[970]. И только. Но чего хотелось раз — к тому потянуло и второй: “…К девочке я привязан, и она меня жалеет и любит, так что разлучиться нам — это значит замучиться: она была брошенная, я ее сам на руках носил по солнышку, когда она страдала в детстве, а теперь мы сжились, и она в свои ранние годы и по духу-то мне родная стала” [971].

Делались упоминания и в других письмах. Вызывали ли они какие-нибудь отклики? В известных пока девяти письмах Толстого к Лескову их нет. Случайность?
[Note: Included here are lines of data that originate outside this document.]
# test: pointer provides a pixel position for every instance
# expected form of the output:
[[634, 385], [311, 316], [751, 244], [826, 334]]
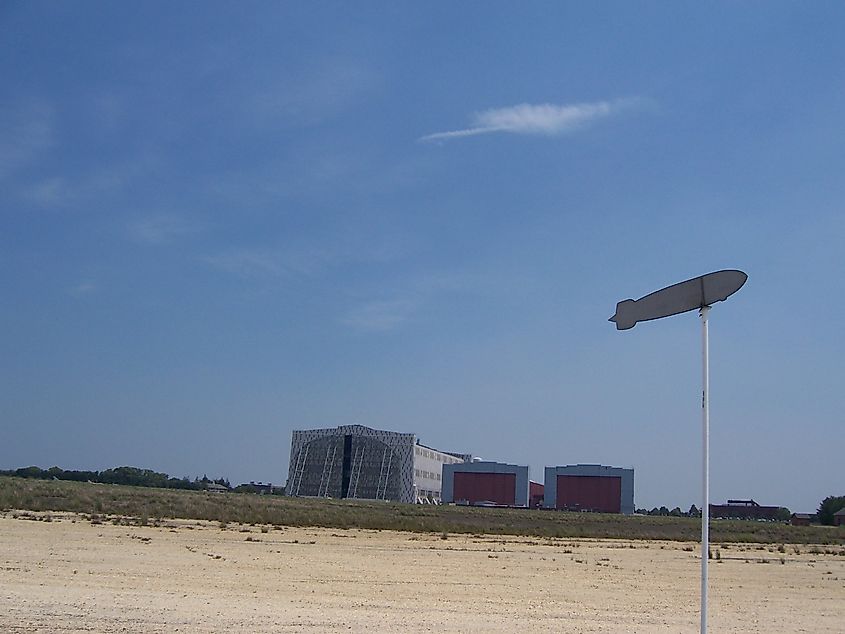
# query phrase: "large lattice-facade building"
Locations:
[[353, 461]]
А если “проницательность”?

Близки по тону и назначению и письма к Веселитской, не склонявшейся разделять определение, что Варя “бедная”: “В том, что я назвал Варю бедной девочкой, нет ничего неверного. Кто же она такая? Как назвать дитя, брошенное своими родителями сначала в Воспитательный дом, а потом на мостовую? Она не бедная в смысле несчастности, так как она теперь живет тем, “чем люди живы”. Но ей нельзя отвергать помощь и участие, которые ей предлагает сердечная доброта людей” [972].
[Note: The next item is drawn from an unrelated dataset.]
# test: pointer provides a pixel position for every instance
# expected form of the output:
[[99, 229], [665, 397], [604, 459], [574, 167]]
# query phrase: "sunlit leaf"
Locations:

Почему же Варя могла признаваться “бедной”?

Это совсем просто: создан был образ “сиротки”. Беллетристически он благодарен, в нем столько содержания и тем, с ним так легко и удобно объединяются представления об единомыслии с Сютаевым. Вот почему-то Толстой как будто не принял его. Досадно… Ну, да всех не убедишь!
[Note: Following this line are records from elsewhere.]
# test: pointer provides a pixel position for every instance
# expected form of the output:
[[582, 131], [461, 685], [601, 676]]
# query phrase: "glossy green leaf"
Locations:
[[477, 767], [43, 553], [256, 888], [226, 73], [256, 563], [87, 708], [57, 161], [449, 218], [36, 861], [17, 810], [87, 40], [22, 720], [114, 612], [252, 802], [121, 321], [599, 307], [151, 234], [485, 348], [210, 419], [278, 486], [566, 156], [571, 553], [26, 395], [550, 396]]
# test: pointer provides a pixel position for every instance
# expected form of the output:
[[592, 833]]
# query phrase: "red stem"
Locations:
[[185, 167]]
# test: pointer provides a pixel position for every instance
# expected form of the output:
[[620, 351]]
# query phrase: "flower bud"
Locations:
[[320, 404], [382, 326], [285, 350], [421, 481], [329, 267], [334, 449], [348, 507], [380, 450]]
Сам Лесков, нередко мысля предвзято воспринятыми “образами”, упорно верил в их истинность, негодовал на не разделявших их непогрешимость, — отсюда шли великие литературные потрясения и трагически неустанная “пря” с близкими. Не отпускались частичные разномыслия даже Толстому.

Впрочем, еще позднее, совсем в конце жизни, 8 декабря 1894 года, на вопрос о Варе в письме к нему Клотильды Даниловны он отвечал ей: “Варя — девочка, еще не выразившая своей нравственной личности, и потому я действительно не охотно говорю о ней. Есть хорошее, есть и нехорошее, а что выработается — богу одному ведомо. В том, что она выросла с мужчиною и в мужском обществе, есть сторона и невыгодная, но все это еще пока неясно”[973].

В октябре 1885 года, когда я волею отца оказался в Киеве, Кетти была внезапно изгнана. В своей угарной голове она, очевидно, слишком переоценила твердость своего положения и была жестоко отрезвлена.

Веселый рассказ “Умершее сословие” заключался комической сценой, разыгравшейся в Киеве, вечерком на улице, между отставным орловским губернатором “умоокраденным” князем П. И. Трубецким и действовавшим киевским гражданским губернатором И. И. Фундуклеем. По-старому петушившийся князь рассказал о происшедшей с ним “неприятной встрече” знакомому доктору, а тот “развез ее во всю свою акушерскую практику” [974].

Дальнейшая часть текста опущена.